Currently, the United States continues through phase one of administering the vaccine and there has not been much talk of when phase two will begin. The CDC stated that phase two will include school teachers, most adults working in facilities that regularly see patients and people, and other older adults. They have not stated when this will begin.
Pop Culture News
Elon Musk became the world’s richest man, surpassing Amazon founder Jeff Bezos for a net worth of roughly $185 billion, according to BBC news. During the beginning of January, Tesla stock market price soared, making the company’s net worth reach over $700 billion.
The social media platform, TikTok, made headlines as users created “Ratatouille, the TikTok musical” which generated over $2 million for the Actors Fund. The New York Times stated that the musical was conceived and created entirely by actors and actresses all on TikTok. Critics were skeptical of how the musical would do, but Playbill.com explained that the success of the show could provide jobless Broadway actors a newfound sense of creativity. As Playbill.com stated, if Ratatousical was a success, it could open the door for many other creators to create in the midst of the closure of Broadway, allowing them to continue using their skills and sharing their passions for theatre.
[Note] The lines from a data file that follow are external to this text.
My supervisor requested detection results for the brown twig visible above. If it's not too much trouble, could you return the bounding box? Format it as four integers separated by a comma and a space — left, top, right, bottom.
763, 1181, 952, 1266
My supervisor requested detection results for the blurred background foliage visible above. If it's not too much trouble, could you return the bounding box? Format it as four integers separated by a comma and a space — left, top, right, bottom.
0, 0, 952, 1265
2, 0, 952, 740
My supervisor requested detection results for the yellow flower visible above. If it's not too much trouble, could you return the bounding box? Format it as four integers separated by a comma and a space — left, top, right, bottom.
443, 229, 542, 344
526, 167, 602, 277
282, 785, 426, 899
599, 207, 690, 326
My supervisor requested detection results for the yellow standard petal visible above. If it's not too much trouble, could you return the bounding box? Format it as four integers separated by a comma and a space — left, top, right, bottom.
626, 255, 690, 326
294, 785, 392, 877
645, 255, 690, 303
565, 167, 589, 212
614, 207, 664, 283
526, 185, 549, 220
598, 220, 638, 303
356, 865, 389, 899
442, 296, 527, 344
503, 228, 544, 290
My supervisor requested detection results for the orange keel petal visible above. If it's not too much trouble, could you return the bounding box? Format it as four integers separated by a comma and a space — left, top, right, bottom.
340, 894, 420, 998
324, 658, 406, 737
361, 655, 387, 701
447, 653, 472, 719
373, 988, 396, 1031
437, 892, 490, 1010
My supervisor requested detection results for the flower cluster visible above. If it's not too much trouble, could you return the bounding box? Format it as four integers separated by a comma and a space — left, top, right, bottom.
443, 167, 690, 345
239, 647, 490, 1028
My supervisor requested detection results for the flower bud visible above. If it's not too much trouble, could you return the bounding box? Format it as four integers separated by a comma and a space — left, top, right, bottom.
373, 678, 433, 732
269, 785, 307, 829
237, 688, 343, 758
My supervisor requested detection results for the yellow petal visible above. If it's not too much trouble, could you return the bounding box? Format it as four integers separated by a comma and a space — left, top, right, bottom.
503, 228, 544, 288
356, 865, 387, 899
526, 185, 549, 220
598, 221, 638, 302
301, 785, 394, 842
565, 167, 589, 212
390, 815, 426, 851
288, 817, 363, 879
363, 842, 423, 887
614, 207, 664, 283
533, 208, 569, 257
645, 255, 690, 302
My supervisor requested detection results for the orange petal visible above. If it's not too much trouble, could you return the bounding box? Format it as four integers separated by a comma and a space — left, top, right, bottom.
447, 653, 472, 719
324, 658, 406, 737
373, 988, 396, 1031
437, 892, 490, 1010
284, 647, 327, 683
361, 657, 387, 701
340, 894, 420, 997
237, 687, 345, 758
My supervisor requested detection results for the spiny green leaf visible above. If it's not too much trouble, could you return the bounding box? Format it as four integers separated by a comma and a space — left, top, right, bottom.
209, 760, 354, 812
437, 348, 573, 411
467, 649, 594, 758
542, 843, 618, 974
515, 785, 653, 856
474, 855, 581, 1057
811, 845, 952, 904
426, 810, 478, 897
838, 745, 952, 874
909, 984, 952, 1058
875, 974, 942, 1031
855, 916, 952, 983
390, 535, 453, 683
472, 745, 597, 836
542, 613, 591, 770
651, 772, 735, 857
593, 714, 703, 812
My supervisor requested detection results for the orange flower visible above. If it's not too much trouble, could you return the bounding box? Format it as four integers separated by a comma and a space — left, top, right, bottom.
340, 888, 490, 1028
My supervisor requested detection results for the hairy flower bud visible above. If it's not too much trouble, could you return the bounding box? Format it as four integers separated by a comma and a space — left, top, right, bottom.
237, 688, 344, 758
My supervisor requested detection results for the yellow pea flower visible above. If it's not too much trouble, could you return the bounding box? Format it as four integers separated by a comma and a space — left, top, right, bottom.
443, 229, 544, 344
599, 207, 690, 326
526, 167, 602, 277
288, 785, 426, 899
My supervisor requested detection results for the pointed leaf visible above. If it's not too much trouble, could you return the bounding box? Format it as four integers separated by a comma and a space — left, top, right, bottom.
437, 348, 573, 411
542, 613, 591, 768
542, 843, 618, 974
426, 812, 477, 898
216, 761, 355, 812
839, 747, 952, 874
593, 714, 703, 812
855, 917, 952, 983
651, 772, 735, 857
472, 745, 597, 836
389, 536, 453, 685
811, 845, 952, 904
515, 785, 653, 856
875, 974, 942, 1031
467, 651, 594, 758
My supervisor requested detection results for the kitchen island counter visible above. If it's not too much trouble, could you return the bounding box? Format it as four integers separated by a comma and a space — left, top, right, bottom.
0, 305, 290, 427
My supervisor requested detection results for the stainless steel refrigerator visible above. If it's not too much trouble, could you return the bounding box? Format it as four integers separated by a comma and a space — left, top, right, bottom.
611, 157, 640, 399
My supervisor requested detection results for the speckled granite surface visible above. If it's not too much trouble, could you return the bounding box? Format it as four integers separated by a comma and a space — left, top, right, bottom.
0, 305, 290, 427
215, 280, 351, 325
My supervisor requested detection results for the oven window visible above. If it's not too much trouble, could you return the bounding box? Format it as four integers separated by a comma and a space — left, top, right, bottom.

Singer Olivia Rodrigo released “Driver’s License” on Jan. 8, sparking drama between her fellow co-star Joshua Bassett and singer Sabrina Carpenter. The New York Post reported that the song caused controversary as it inadvertently mentions Carpenter and her alleged relationship with Bassett. Carpenter later released her song “Skin,” which the New York Post explained might be a response to Rodrigo’s song “Driver’s License.”